— Вы коммунист?
— Да, с тридцать девятого года, — ответил Гучков. — Иванцов коммунист.
Глушецкий встал и внимательным взглядом обвел людей. Все сидели мрачные, не вступая в разговоры и опустив глаза. Видимо, каждый думал невеселую думу в одиночку. Семененко прижался спиной к скале, охватив голову руками. Вся его фигура выражала безнадежность и отчаяние. И это поразило Глушецкого, который знал главстаршину как человека неунывающего.
«Гучков прав. Следует поговорить», — подумал лейтенант.

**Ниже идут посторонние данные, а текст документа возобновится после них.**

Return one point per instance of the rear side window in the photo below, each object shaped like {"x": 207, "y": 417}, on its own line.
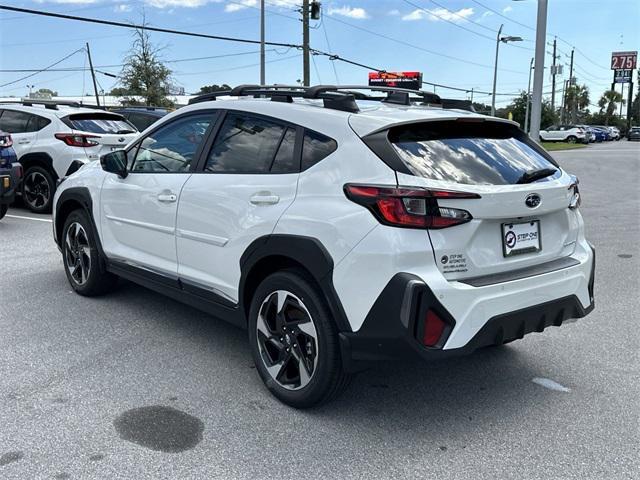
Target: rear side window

— Друзья! — сказал Глушецкий, удивившись сам, как это слово вышло задушевно. — Попрошу внимания.
Все подняли головы, и Глушецкий увидел их глаза, в которых читалось одно — чувство безысходности.
— Завтра и на нас могут посыпаться камни. А мы не можем ни одного гада пришлепнуть. Досадно, понимаете! Давайте еще разок обдумаем, как бы подороже жизни отдать.
Сдвинув к переносице брови, он продолжал:
— Надо прорываться, друзья. Уж лучше погибнуть в бою, чем в этой мышеловке… Или не черноморцы? Чтобы прощать гадам? Нет! Будем драться зло, до конца, пока есть в нас хоть искра жизни.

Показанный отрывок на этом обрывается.